A comprehensive study of the pervasive role of immersion and immersive media in postmodern culture, from a humanities and social sciences perspective.
Virtual reality, augmented reality, mixed reality, and other modes of digitally induced immersion herald a major cultural and economic shift in society. Most academic discussions of immersion and immersive media have focused on the technological aspects. In The 360° Gaze, Christian Stiegler takes a humanities and social science approach, emphasizing the human implications of immersive media in postmodern culture. Examining characteristics common to all immersive experiences, he uncovers dominant metaphors, such as the rabbit hole, and prevailing ideologies. He raises fundamental questions about opportunities and risks associated with immersion, as well as the potential effects on individuals, communities, and societies.

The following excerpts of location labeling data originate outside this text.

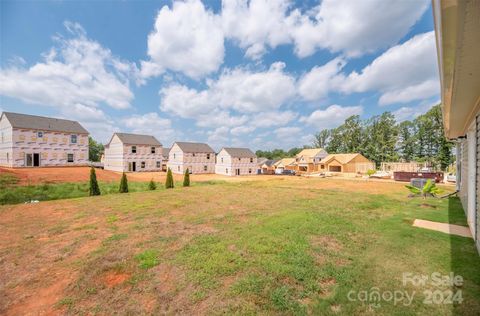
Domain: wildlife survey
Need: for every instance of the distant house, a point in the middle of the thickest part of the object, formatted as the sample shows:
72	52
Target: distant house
458	48
284	164
37	141
236	162
260	162
268	167
347	163
165	152
133	153
197	157
308	160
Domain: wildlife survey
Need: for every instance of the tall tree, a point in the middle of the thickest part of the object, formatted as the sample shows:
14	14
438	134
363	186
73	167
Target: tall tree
94	188
406	140
95	149
321	138
352	134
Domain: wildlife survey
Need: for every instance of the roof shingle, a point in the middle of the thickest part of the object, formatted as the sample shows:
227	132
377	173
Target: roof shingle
137	139
240	152
188	147
43	123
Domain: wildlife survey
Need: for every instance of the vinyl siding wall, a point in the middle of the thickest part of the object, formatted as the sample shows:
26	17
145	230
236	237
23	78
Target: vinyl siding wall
227	165
178	161
53	147
119	157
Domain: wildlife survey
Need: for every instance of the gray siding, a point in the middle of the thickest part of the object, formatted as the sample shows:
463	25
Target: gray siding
477	190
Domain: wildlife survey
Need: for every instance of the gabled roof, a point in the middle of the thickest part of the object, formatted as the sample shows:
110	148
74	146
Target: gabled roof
270	162
239	152
309	152
43	123
342	158
285	162
187	147
261	160
137	139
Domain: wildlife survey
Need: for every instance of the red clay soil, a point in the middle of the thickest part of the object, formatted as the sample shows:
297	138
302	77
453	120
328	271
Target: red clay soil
81	174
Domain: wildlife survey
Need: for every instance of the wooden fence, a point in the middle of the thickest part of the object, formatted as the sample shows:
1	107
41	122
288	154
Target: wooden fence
403	166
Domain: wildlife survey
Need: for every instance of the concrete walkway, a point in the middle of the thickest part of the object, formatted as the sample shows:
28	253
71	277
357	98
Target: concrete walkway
444	228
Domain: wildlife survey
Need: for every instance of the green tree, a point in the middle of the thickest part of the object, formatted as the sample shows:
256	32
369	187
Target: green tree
186	178
352	134
152	185
94	188
335	144
95	150
406	140
320	139
169	181
123	184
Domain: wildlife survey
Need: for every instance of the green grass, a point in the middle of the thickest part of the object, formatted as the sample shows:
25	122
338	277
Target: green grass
147	259
10	193
290	247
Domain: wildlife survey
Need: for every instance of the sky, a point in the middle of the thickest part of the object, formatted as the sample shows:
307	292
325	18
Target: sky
258	74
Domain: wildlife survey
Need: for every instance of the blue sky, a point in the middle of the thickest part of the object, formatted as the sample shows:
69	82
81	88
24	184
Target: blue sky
261	74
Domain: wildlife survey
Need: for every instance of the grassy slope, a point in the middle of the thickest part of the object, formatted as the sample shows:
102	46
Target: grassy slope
10	193
260	247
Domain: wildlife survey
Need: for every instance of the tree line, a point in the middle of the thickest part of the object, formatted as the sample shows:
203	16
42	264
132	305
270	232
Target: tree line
381	139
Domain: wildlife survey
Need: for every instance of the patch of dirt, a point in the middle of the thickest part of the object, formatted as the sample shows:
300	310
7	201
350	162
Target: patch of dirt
326	242
114	278
336	308
42	302
327	286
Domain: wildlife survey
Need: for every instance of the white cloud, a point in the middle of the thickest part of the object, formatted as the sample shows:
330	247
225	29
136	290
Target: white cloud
151	124
332	116
410	113
184	101
319	81
78	71
400	67
403	73
421	91
287	132
255	24
187	38
239	89
274	118
353	27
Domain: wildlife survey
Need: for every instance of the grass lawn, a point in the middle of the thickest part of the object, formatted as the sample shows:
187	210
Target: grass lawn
11	193
287	246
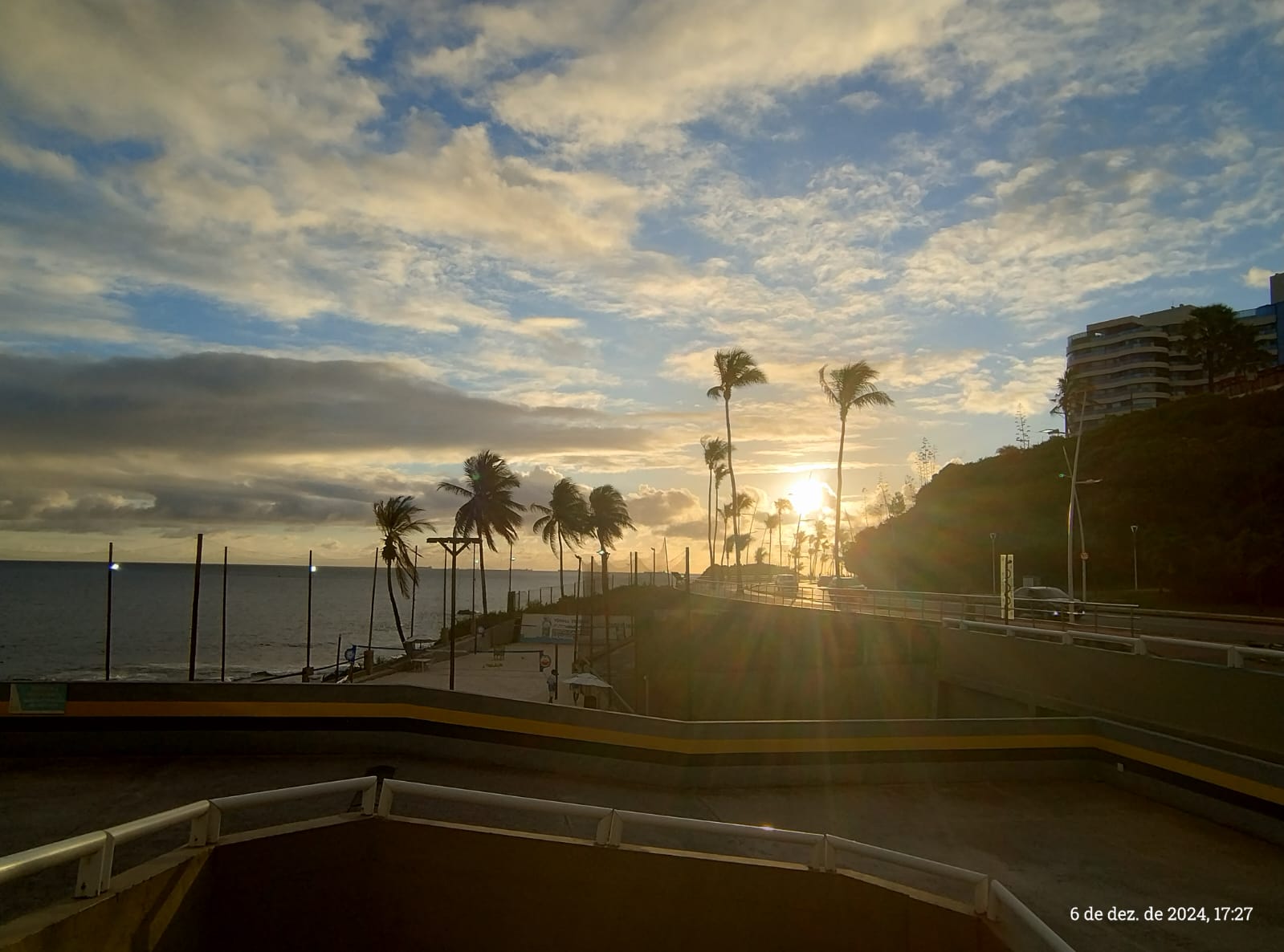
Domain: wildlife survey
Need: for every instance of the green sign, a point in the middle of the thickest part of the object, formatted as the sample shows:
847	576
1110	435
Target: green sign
38	698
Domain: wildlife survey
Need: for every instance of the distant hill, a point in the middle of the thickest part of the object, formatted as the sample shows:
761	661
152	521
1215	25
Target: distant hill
1202	478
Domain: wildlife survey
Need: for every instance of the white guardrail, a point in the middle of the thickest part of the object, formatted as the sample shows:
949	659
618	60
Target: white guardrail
96	851
1236	653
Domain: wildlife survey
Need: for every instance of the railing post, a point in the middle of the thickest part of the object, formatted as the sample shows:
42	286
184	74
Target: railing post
89	877
981	897
823	859
610	830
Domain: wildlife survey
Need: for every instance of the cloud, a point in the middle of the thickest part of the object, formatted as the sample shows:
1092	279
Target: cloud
1258	278
651	507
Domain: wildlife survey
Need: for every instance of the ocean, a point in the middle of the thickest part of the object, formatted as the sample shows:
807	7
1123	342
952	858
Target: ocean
53	616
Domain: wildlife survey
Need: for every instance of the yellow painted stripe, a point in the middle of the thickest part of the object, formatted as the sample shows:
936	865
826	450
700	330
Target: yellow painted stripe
675	746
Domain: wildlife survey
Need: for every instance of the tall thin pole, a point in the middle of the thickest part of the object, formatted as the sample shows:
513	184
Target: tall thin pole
307	657
691	643
111	570
454	592
606	617
195	610
1134	559
222	652
374	584
413	593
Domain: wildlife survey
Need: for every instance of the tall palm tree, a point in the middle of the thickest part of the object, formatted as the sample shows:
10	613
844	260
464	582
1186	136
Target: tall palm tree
772	523
397	520
715	452
736	368
490	508
846	388
719	475
608	519
564	521
782	506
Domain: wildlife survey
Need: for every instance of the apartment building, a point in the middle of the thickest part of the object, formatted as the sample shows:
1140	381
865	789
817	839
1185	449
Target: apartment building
1136	362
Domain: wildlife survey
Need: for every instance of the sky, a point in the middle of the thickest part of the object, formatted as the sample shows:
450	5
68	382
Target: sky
263	263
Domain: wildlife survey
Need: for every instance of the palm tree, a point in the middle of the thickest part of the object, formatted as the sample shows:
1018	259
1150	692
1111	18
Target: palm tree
719	475
782	506
563	523
850	385
1220	343
396	519
490	508
772	523
608	519
736	368
715	452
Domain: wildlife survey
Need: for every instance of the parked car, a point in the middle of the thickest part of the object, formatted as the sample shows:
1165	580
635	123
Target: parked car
1046	602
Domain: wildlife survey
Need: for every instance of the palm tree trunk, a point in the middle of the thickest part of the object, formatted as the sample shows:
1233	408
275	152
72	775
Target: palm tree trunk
838	508
709	523
393	600
735	512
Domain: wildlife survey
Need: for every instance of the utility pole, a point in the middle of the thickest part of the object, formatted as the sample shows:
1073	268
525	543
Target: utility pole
454	546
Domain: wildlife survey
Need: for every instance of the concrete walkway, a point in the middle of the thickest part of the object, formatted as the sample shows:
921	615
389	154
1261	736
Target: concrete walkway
516	677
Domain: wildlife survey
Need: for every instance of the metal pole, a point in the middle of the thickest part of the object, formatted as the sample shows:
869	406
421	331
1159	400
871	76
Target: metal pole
450	633
195	610
107	649
374	584
413	593
307	657
1134	559
1070	511
222	654
691	643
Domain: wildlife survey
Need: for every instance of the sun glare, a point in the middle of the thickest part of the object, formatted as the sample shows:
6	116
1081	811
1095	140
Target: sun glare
806	495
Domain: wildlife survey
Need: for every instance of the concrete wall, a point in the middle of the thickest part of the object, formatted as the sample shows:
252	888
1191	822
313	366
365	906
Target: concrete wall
983	675
405	885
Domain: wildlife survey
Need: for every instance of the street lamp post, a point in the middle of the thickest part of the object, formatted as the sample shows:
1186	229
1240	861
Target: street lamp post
454	546
1134	559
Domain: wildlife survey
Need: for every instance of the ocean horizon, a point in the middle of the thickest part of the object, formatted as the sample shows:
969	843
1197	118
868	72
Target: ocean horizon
53	616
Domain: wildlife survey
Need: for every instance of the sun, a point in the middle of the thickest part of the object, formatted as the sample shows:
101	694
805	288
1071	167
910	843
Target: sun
806	495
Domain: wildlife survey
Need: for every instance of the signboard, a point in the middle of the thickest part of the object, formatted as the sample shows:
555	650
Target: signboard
561	628
1009	587
38	698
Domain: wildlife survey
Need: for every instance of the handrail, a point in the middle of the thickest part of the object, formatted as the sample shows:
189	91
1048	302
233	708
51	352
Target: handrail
1236	653
1002	898
96	849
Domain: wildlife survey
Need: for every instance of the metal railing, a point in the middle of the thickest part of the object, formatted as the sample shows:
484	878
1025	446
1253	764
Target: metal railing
989	897
1234	653
96	851
1103	617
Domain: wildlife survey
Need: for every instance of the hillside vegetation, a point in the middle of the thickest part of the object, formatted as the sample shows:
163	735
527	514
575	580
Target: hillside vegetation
1202	478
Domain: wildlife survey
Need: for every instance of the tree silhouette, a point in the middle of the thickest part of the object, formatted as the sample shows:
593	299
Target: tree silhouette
846	388
564	520
736	368
397	520
490	508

Stiegler expands the range of media practices we should consider immersive. Introducing his theoretical framework of “the 360° gaze,” he navigates immersive experiences in literature, film, television, the performing arts, digital games, and immersive technologies. He considers their implications for psychology and reception, as well as their role in cultural industries and digital ecosystems. As he examines the intersections among immersive settings in media and in everyday immersive acts, he reframes such topics as mediation of the self, binge-watching, fandom, extended reality, and artificial intelligence. Immersion, he argues, is key to understanding the role of mass media in postmodern society. Stiegler perceives immersion to be an even more powerful and enduring form of engagement than mediation. Writing as a researcher and storyteller, he provides a guide to rethinking immersion in mediated experiences from the past, to enable us to prepare ourselves for the future.